様々な形状のジャンプ台やコーナーを含む400 m程のダートコースを最大8人のレーサーが一斉に走り、予選、準決勝、決勝と着順を争う。更に年間の成績でランキングが決まり、翌年度のプレートナンバーとなる。他の自転車競技と比べて、幼い子供でも行うことができるため、自転車競技の出発点となることも多く、ロードレースやマウンテンバイクのレーサーはBMXレース経験者であることも多い。国際自転車競技連合(UCI)の管理種目であり、オリンピック競技であるが、オリンピックでは、従来のレースのスタイルとは異なりSupercrossと呼ばれる。Supercrossでは、15 mを超えるジャンプが設けられていることもある。レース中の接触や転倒、何が起こるか分からない激しさから「自転車の格闘技」とも呼ばれている。
フリースタイル Free Style

様々な技を披露し、その難易度・独創性を競う。フリースタイルはエクストリームスポーツのひとつであり、X Gamesの一種目としても知られる。大会はフィギュアスケートのような形態をとり、制限時間内で自由に技を入れていき、ジャッジによるポイントで順位を決める。また、ストリートカルチャーの一つでもあるため、競技性を度外視して創造的なライドを楽しむという側面もある。

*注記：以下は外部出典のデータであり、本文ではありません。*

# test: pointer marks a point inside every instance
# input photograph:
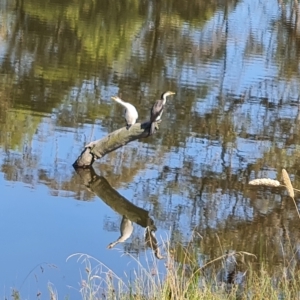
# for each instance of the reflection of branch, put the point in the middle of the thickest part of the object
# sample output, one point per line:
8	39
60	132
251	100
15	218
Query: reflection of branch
100	186
126	230
130	212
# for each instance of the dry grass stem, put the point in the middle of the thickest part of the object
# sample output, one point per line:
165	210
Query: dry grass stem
265	181
287	183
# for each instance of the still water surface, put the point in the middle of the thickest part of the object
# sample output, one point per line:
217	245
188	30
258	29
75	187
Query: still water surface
235	117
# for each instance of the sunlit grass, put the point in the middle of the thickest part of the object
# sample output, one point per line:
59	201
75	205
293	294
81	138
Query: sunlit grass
234	275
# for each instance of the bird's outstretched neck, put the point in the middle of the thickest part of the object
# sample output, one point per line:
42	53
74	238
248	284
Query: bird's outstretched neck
119	100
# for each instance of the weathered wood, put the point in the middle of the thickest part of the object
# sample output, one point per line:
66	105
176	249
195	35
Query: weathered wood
97	149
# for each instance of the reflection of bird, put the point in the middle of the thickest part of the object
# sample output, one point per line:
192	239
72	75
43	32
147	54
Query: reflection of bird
157	109
131	114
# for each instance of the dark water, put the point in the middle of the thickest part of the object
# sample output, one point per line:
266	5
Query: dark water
235	117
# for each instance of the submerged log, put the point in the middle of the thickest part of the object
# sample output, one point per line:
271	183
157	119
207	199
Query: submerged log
116	139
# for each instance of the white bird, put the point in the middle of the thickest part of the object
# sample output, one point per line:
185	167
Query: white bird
131	113
157	109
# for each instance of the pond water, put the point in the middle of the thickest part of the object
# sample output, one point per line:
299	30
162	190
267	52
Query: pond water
234	66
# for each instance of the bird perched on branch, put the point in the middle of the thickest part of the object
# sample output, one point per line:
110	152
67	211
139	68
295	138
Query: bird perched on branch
131	113
157	110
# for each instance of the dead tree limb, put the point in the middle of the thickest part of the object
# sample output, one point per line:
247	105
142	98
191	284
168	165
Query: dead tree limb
97	149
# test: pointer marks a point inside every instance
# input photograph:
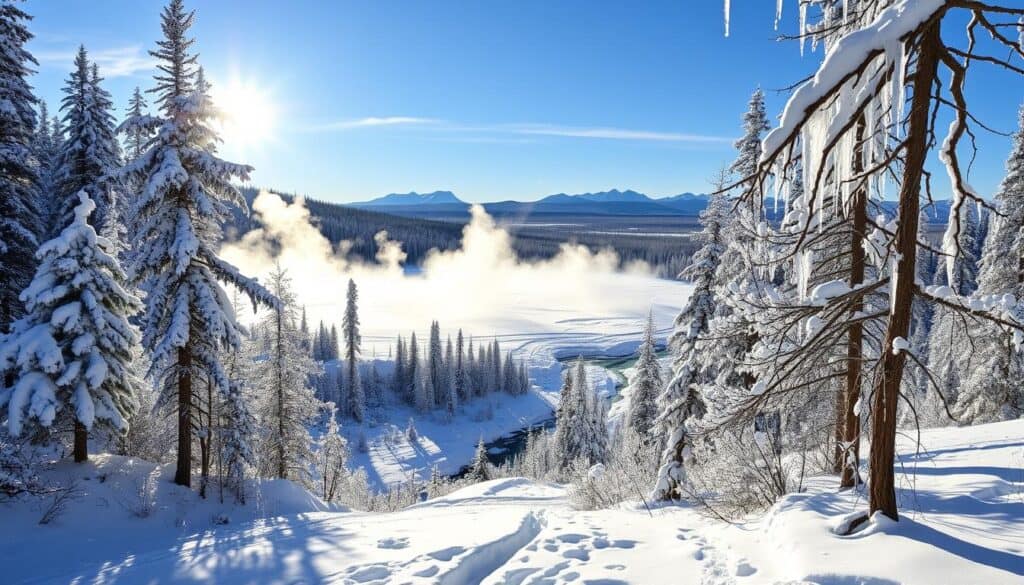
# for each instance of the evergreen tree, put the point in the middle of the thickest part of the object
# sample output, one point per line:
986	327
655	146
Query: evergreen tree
991	390
461	376
89	158
332	451
646	385
479	470
138	136
20	222
449	389
73	351
356	406
287	403
177	227
680	401
435	366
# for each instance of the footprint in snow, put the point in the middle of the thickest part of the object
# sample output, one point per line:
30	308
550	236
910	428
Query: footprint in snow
744	569
446	553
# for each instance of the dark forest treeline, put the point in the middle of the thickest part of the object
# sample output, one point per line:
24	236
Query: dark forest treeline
340	222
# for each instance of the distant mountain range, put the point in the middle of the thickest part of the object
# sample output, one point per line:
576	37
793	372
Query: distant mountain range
444	204
614	202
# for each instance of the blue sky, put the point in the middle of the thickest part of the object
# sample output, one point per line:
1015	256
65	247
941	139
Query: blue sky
493	100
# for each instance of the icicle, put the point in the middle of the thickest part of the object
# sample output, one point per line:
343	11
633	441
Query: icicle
803	27
727	13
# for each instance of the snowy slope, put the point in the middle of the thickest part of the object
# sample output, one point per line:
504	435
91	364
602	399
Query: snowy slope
963	498
540	336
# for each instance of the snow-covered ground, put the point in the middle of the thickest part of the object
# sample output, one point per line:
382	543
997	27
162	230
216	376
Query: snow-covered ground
538	335
962	496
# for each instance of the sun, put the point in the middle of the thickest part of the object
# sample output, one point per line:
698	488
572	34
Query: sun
248	115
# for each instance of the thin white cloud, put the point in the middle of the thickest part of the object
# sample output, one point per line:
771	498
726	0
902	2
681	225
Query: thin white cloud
113	61
613	133
374	122
498	130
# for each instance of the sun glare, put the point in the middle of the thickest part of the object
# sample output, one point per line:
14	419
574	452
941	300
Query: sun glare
248	115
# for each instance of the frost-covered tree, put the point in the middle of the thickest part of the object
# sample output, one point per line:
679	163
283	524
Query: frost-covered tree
90	157
460	375
73	351
287	403
680	401
185	191
435	366
136	138
992	390
20	222
449	390
895	92
332	452
479	469
354	394
646	385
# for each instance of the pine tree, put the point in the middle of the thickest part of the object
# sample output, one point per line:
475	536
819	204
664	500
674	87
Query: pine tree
332	451
177	227
479	469
138	136
680	401
991	390
461	376
399	386
73	351
287	405
646	385
449	389
89	158
435	366
356	406
20	222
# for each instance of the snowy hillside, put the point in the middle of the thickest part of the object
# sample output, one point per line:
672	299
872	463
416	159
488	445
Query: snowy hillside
963	496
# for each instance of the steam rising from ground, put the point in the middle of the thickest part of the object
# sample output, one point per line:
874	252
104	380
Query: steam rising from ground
482	286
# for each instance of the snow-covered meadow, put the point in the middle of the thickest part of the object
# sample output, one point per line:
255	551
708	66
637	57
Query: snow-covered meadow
577	303
962	493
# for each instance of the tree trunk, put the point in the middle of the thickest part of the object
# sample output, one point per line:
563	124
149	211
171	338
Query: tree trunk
848	425
81	443
883	488
282	465
182	474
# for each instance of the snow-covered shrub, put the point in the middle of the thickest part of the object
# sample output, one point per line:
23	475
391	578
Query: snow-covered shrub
624	477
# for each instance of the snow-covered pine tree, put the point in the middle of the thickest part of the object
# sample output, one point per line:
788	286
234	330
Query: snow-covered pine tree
90	157
399	386
509	376
449	390
45	152
73	351
435	365
20	222
287	403
331	351
185	191
496	367
332	452
238	428
991	390
680	401
479	469
137	137
461	376
412	367
646	385
354	394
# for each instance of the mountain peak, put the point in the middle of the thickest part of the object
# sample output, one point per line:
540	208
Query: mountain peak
437	197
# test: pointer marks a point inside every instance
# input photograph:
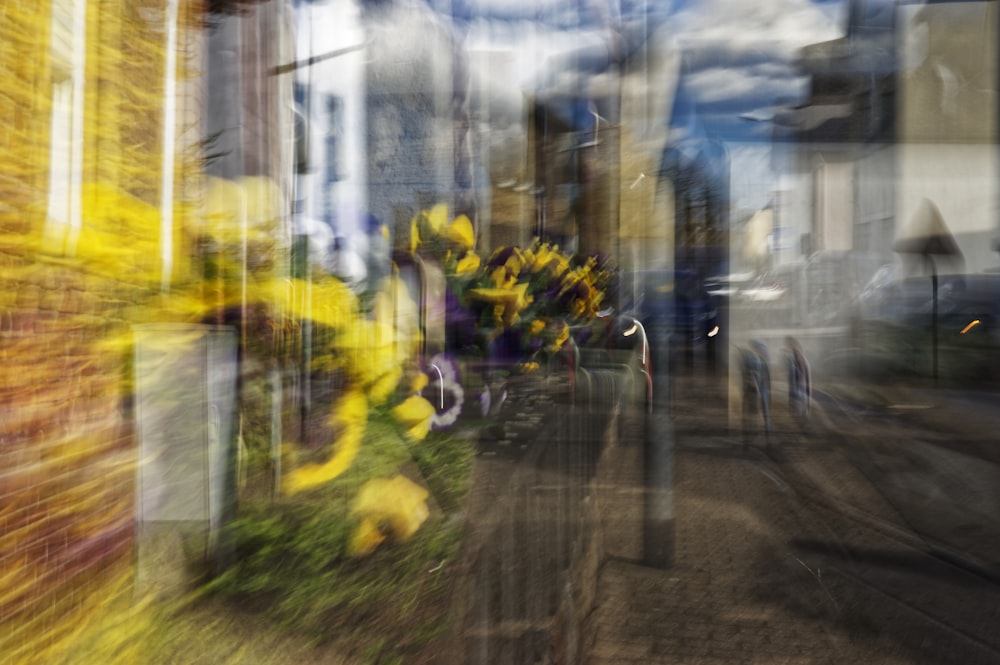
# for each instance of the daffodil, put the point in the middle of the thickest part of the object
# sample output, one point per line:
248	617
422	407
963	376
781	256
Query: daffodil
349	420
469	263
393	508
328	301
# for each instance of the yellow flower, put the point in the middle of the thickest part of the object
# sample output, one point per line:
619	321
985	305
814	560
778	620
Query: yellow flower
415	414
394	508
350	418
367	537
327	301
414	234
561	336
468	263
461	233
370	350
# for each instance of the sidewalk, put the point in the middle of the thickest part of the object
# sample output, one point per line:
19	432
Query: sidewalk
762	576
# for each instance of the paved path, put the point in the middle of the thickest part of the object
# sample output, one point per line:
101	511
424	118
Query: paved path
785	554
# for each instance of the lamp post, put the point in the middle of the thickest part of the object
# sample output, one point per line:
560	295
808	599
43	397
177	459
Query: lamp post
658	459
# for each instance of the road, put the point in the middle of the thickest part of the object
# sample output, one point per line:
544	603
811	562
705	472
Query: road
901	489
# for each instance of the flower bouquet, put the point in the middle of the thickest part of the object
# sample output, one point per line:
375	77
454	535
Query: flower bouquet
516	308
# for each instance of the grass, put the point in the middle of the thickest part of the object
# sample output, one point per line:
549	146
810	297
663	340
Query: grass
292	568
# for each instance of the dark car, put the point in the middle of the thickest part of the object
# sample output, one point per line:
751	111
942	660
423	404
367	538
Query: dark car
676	300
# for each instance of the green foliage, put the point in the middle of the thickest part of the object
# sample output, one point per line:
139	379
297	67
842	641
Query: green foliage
292	564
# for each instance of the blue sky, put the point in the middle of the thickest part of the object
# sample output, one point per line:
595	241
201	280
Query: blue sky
737	54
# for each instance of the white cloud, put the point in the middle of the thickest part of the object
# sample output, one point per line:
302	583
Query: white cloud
787	24
724	83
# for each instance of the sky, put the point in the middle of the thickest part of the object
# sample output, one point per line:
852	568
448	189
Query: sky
737	61
737	55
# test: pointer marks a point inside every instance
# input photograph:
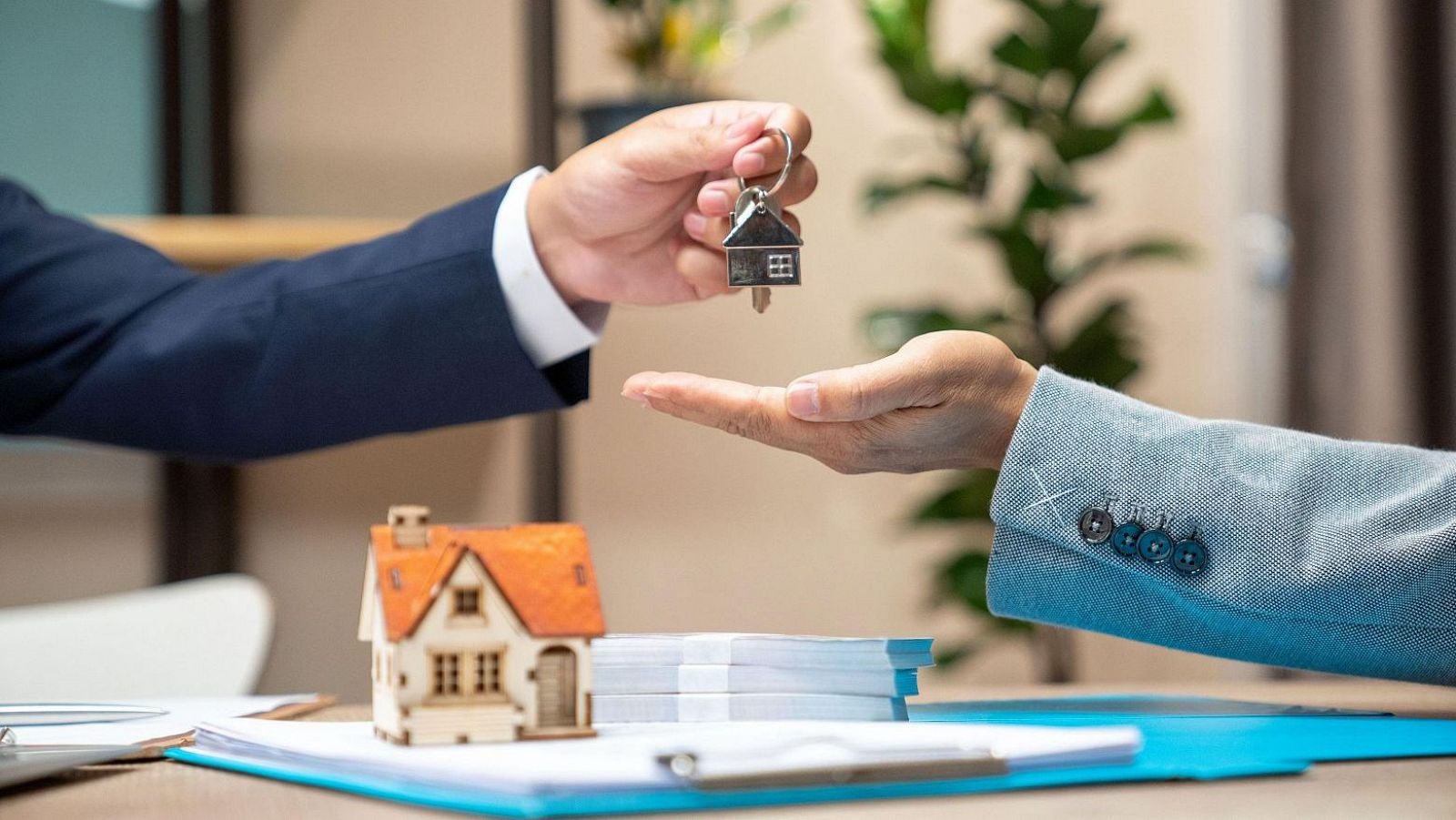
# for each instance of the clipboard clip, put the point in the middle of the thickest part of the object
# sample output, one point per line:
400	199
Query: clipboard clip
957	764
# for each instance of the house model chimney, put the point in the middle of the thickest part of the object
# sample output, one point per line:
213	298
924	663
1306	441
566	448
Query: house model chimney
410	521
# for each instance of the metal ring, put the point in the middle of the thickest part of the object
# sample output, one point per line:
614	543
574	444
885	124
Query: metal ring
784	174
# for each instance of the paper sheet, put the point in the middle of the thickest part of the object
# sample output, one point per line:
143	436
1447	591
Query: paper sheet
184	714
626	757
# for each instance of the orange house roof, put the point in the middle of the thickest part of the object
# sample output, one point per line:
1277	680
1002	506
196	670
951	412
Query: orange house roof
543	572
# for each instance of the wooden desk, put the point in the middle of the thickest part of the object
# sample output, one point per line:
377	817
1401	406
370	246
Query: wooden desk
1407	788
213	244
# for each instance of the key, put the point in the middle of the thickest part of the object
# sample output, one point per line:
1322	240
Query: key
762	248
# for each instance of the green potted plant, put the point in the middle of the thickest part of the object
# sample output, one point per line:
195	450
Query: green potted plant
1016	138
674	50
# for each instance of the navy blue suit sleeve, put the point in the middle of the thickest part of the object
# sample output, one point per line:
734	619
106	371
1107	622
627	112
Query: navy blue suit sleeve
106	339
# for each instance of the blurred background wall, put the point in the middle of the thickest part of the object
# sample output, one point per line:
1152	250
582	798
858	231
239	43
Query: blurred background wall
379	108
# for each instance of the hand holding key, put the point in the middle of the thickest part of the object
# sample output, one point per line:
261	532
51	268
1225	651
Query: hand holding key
640	218
944	400
763	251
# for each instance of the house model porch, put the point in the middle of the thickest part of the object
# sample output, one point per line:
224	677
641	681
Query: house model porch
480	633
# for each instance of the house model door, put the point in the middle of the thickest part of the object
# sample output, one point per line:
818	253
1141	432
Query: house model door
557	688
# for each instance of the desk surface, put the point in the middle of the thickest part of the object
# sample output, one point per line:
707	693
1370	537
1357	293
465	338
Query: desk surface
222	242
1410	788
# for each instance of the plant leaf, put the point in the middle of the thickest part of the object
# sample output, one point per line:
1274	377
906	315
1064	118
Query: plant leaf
1154	109
1052	196
885	191
968	500
963	579
1101	349
903	31
1016	51
1081	142
1140	251
1026	259
1069	26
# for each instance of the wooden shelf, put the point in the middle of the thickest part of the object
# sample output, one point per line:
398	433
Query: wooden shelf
223	242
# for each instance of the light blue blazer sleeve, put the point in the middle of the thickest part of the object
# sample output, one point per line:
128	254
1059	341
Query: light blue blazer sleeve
1321	553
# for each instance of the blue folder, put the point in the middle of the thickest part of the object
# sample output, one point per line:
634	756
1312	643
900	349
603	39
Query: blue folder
1184	739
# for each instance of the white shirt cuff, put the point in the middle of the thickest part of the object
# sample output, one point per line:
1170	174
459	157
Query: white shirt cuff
546	327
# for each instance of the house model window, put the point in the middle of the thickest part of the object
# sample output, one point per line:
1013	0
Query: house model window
487	673
446	667
468	602
781	266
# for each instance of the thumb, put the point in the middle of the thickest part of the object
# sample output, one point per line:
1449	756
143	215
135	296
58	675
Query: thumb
662	153
855	393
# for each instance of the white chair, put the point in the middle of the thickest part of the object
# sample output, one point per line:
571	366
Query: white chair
204	637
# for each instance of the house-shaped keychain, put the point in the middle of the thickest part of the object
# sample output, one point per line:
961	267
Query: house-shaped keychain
763	251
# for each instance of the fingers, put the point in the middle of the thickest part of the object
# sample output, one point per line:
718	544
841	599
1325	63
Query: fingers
859	392
660	152
717	198
743	410
772	114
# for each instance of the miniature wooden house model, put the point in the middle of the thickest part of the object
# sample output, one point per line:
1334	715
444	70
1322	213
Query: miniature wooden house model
762	249
480	633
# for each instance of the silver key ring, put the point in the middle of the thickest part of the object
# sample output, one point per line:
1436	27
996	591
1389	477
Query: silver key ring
784	174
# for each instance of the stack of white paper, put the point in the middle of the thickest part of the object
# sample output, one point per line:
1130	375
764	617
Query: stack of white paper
632	757
753	677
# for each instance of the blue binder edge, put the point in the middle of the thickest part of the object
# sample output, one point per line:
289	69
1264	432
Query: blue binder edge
1227	740
644	801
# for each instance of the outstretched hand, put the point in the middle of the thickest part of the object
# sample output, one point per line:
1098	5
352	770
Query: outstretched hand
638	218
945	400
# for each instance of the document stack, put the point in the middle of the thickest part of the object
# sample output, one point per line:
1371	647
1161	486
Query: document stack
713	676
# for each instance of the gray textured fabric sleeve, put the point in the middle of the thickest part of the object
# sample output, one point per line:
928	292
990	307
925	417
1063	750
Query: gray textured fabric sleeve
1321	553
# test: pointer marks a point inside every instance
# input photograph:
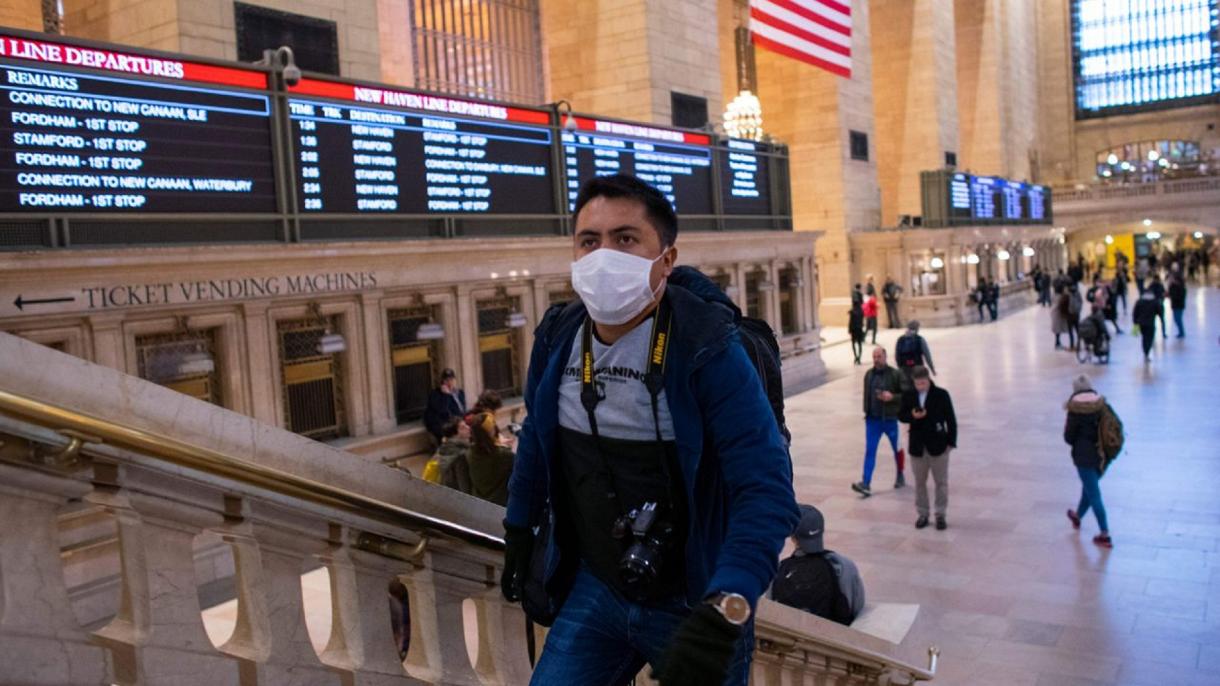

フリースタイルは、さらに以下の5種目に分類される。ただし、フラットランドを除く4種目については、競技の場所こそ違うものの技の性質はかなり近いため、複数の種目にまたがって参加する人も珍しくない。さらにストリートとパークは特に似ているので、しばしば単一競技「ストリート」として扱われる。
フラットランド Flat Land

舗装された平らな地面を舞台とする種目。比較的狭い面積内をゆっくりと走行しながら、バランスをとりつつ様々な技を連続して入れていく。車輪の左右に装備された4本のペグに乗り、ハンドルやシートをさまざまな体制で保持し、タイヤを靴底で擦るなどして、あたかも自転車とダンスをしているかのように巧みに乗りこなす。X Gamesの一種目だったが現在は廃止。
パーク Park

スケートパークという専用の施設で行われる。名前の通り、もともとはスケート(sk8、インライン)用の施設であるが、BMXのフリースタイルライディングでも使用されるようになる。クォーター、ピラミッドなどの大きなセクションでダイナミックにエアを決める。コンクリートパークでのライディングも人気がある。BMXはスケートボードに比べて重く、金属の突起も多いため、セクションの破損を嫌ってBMX禁止とするパークもある。現在X Gamesの一種目。また2016年よりUCIの管理種目となっている[2]
ストリート Street

パークと区別するためにリアルストリートと呼ばれることがある。フリースタイルの元祖はクォーター等を使ったスタント的なものだったが、BMXがストリートカルチャーの形で大衆に広まったことで生まれたライディングスタイルである。パークセクションの代わりに街中にある縁石・手すり・壁などの地形や構造物を利用し、思いつくままに技をしていく。具体的には、段差を利用して飛んだり、壁を走ったり、階段の手すりにペグを引っかけて滑ったりする(注意:建造物を汚損・破壊した場合、器物損壊罪に問われることがある)。現在X Gamesの一種目。
トレイル Trail

ダートジャンプとも呼ばれる。地面を掘り起こして大きなこぶを多数作った土のコース「トレイル」で、連続してジャンプし空中で技を披露する競技。土のコースを使用する点はレースと共通であるが、レースのこぶは障害物の一つであるのに対し、トレイルのこぶは空中へ高く飛び出すためのジャンプ台であり角度が急である。X Gamesの一種目だったが現在は廃止。
ヴァートVert

ヴァートランプと呼ばれる巨大なハーフパイプ(U字型に組まれた大きな台)の中を、ブランコのように往復してその勢いで台から上空へ飛び出し、その時に空中で技を繰り出す競技。おそらくフリースタイルの中でも一番危険で恐怖感も大きいために、世界的に見ても競技人口は少ない[要出典]。現在X Gamesの一種目。
ビッグエア Big Air

10mにもなる巨大なジャンプで、様々な技を披露し、その難易度・独創性を競う競技。現在X Gamesの一種目。
オールドスクール

フリースタイルBMXの黎明期1980年代の車体とトリックを模倣したスタイル。競技ではないが一定の支持層がいる。当時の本物のパーツを収集して楽しむBMXマニアだけでなく、一部の若者の間でファッションとして人気がある。
車体

BMXバイク(BMX bike)には強度が求められ、マウンテンバイクと並び最も頑丈な自転車である。車体は特徴別にレース、フラットランド、ストリート系と分別でき、一般に後者ほど頑丈である。その独特の操作法ゆえ、ペグ、ジャイロ、フリーコースターハブ等他の自転車にない独自のパーツが複数存在する。どのジャンルでも車体の軽量さが求められ、強度を落とさずに軽量化するために各パーツの形や材質にさまざまな工夫が凝らされている。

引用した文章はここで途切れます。